RRR: Reconnection & Request Reissuance #2181

prestwich · 2023-02-23T21:56:33Z

Adds automatic reconnection and request-reissuance logic to WebSockets

Motivation

Users keep making a fuss about it and also it's generally a good thing to have :)

Solution

WS now consists of 2 tasks:

WsBackend - manages dispatching raw values to the WebSocket
RequestManager - manages caching request bodies until the request has resolved

WsBackend dispatches requests and routes responses and notifications. It also has a simple ping-based keepalive (when not compiled to wasm), to prevent inactivity from triggering server-side closes

RequestManager holds a BackendDriver, to communicate with the current backend. Reconnection is accomplished by instantiating a new WsBackend and swapping out the manager's BackendDriver

The RequestManager holds copies of all pending requests (as InFlight), and active subscriptions (as ActiveSub).

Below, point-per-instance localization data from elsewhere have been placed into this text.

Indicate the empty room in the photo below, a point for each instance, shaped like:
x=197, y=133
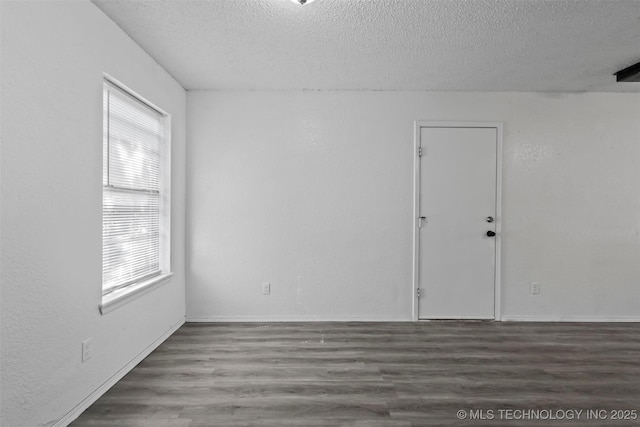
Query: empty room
x=290, y=213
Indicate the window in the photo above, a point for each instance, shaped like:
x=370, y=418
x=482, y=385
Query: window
x=135, y=193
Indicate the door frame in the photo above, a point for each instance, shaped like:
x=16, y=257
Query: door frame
x=419, y=124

When reconnection occurs, all pending requests are re-dispatched to the new backend, and all active subs are re-subscribed

In order to provide continuity of subscription IDs to the client, the RequestManager also keeps a SubscriptionManager. This struct manages the relationship between the u64 request ID, and U256 server-side subscription ID. It does this by aliasing the server ID to the request ID, and returning the Request ID to the caller (hiding the server ID in the SubscriptionManager internals.) Giving the caller a "fake" subscription id allows the subscription to behave consistently across reconnections

The behavior is accessed by the WsClient frontend, which implements JsonRpcClient. The WsClient is cloneable (no need for an arc 😄). It communicates to the request manager via a channel, and receives notifications in a shared map for the client to retrieve

The RequestManager shuts down and drops when all WsClient instances have been dropped (because all UnboundedSender instances will have dropped).

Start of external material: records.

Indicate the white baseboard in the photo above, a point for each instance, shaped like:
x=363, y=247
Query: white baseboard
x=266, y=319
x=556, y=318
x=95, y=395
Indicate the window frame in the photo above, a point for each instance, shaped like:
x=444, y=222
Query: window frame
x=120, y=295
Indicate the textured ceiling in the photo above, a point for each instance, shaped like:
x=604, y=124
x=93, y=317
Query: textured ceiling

The WsBackend shuts down when instructed to by the RequestManager or when the RequestManager drops (because the inbound channel will close)

Note on use of mutexes

This work does NOT use async mutexes, as we never need to hold past an await point. Because each use of mutex is fast (simple hashmap insert/remove), we're not concerned about blocking on locking

Limitations:

reconnection may cause dropped events in subscriptions, as the new sub may resume at a later height. This seems unavoidable? 🤔
faking the subscription ID requires an extra deser and reser on each eth_subscribe call so that the manager can inspect the sub id
memory usage will be higher, as we're keeping a copy of in-flight request params while they're in flight, and a permanent copy of the subscription params

Follow-up work:

Because BackendDriver does not contain any WS-specific behavior, we can add a RequestManager in front of IPC channels to add the same reconnection + reissuance logic. This doesn't seem high priority, as WS is much more prone to ephemeral failures than IPC

PR Checklist

Added Tests
Added Documentation
Updated the changelog
Breaking changes

gakonst · 2023-02-27T23:07:16Z

@mattsse PTAL - I'll cut a release after we get this PR in

prestwich · 2023-02-27T23:21:00Z

going to move all previous WS behavior under legacy_ws and add a feature flag to use it

gakonst

LGTM. Much needed feature. Looking for a pass from @mattsse before merging.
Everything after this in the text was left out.